The second part of a discussion based on a reading of French linguist Louis-Jean Calvet’s Language Wars.
What is the nature of the Calvet’s “war”? As discussed in an earlier post to speak a language or prefer the use of a language form rather than another “is always something more than simply using an instrument of communication” (p.63). It is often a sign of identity, of belonging to one group or another.

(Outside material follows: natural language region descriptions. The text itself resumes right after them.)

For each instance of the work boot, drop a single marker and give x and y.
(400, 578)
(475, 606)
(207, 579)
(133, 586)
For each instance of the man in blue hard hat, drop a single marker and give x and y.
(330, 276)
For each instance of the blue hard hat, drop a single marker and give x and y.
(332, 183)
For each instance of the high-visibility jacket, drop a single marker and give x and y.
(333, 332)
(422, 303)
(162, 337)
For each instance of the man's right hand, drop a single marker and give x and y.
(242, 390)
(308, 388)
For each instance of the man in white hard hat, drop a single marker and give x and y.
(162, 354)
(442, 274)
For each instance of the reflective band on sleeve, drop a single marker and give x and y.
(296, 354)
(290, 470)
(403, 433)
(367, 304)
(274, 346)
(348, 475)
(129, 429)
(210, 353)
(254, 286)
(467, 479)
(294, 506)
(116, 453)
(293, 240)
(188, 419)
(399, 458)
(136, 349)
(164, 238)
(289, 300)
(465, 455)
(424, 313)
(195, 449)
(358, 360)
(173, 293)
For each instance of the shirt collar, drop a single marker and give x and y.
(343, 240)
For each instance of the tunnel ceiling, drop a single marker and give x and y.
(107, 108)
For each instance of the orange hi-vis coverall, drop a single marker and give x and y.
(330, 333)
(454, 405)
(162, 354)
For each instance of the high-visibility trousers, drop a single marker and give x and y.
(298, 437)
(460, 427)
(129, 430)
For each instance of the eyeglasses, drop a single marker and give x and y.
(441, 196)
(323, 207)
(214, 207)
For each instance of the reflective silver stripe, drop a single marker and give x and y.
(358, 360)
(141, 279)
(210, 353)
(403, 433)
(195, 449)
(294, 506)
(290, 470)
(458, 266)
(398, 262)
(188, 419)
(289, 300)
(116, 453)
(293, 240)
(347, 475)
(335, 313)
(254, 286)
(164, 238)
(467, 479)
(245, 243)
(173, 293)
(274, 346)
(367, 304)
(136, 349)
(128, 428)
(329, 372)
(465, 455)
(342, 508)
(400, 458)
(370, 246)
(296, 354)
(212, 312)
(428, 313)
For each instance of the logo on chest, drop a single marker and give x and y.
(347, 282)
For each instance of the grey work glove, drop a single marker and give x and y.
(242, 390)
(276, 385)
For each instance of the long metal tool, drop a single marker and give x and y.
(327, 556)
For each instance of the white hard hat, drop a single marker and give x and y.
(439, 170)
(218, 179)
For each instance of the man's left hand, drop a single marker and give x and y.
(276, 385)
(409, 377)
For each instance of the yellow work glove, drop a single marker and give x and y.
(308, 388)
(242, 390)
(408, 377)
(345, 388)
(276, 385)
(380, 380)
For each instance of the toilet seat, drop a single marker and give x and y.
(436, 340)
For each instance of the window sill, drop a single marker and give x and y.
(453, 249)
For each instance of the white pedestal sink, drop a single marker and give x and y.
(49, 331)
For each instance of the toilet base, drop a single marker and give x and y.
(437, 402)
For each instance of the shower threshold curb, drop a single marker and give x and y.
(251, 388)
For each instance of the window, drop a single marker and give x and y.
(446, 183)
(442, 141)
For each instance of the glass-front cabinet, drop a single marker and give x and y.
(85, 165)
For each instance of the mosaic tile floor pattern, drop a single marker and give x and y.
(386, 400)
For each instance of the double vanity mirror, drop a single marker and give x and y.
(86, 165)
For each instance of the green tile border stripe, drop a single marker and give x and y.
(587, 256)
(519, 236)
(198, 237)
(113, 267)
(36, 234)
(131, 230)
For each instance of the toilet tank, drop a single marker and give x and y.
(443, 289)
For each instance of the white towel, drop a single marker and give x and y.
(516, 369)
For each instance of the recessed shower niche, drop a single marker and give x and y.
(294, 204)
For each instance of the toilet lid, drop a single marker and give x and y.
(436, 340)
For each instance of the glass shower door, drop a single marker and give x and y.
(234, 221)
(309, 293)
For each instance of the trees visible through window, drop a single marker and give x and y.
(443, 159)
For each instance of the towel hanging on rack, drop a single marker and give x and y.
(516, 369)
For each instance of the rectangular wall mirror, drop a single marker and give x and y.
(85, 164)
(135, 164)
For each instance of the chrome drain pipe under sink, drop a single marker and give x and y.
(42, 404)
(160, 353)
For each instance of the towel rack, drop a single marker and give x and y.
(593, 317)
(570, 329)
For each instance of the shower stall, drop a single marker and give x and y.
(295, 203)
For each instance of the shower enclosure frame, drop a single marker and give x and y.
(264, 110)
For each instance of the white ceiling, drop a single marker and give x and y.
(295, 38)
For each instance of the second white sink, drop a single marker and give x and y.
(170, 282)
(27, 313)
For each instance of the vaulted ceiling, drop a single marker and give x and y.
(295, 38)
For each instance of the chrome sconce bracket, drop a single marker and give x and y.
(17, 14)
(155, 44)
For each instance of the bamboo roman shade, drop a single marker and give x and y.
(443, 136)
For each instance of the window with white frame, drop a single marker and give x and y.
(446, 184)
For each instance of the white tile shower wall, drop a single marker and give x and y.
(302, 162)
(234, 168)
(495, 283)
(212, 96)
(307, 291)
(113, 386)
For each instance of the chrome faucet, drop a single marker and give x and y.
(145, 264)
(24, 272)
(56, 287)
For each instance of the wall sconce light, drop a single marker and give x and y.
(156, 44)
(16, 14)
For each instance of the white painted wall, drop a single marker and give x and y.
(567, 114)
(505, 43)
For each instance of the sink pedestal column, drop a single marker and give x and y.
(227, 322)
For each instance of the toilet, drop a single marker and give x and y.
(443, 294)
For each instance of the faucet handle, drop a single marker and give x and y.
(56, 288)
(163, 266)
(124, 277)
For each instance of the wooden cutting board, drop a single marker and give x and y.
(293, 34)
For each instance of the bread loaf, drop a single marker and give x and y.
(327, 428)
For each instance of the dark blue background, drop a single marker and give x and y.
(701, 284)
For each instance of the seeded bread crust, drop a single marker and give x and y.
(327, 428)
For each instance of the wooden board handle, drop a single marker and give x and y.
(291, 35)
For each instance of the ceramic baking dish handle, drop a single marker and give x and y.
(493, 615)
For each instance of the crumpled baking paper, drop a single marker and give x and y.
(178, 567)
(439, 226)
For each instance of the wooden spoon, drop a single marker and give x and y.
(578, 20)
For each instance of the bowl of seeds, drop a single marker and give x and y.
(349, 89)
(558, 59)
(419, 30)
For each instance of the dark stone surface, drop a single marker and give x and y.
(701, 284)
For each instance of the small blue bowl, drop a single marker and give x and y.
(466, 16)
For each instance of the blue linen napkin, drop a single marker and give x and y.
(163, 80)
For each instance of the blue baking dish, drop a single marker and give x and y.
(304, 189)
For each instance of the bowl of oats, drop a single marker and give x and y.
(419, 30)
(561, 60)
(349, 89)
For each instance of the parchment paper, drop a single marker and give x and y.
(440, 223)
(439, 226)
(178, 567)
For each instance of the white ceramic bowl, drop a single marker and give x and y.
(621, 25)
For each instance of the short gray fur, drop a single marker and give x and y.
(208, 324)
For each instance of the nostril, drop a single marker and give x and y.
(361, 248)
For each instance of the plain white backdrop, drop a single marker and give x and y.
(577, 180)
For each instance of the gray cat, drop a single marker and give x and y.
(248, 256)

There is always a tension between the ‘vernacular’ (e.g. in our case Scots) which has evolved to be used with a small group and the lingua franca (English) which allows speakers access to a wider, audience “By choosing this or that form, this or that variant, the speaker indicates where he places himself” (p 57). This placement is achieved by “a regional accent, by the introduction of dialect words in a standard form, or by the use of a different language in a multilingual situation“. These are pretty much the choices open to the Scottish speaker i.e. “the whole continuum of possibilities in the range which runs from the vernacular tendency to a tendency to the lingua franca“.
How the speaker identifies with the various forms depends on his or her ‘language attitude‘. Attitude is the front line in the language war. Take the 2010 survey gleefully reported by the anti-Scots press that “almost two-thirds of the Scottish public do not believe Scots is a real language“,
Calvet describes a parallel situation with Provençal, a variety of Occitan spoken in Southern France. He interviewed an elderly native speaker near Nice but “for her Provençal did not exist, at least not under that name; she thought she spoke ‘lou patois’, that is her vernacular language, and French the country’s lingua franca, relying on a familiar pejorative contrast“. In a depressing attitude similar to many Scots speakers “she insisted on the unity of French, which she contrasted with the fragmentation of Provençal. For she carefully distinguished her ‘patois’ from the patois of other people, which she nevertheless understood perfectly…she preferred to emphasise differences of detail which seemed to her to be of the highest importance” (p57-58).
These attitudes in Scotland and Provence are not ‘natural’ but have been manufactured over centuries by distain, neglect and open suppression. The aim is to chip away at Scots and Provençal linguistic and presumably political identity. In both Scotland and Provence the power elites seem to be winning the battle of attitudes, but then they have been able to put a lot of time and resources into it.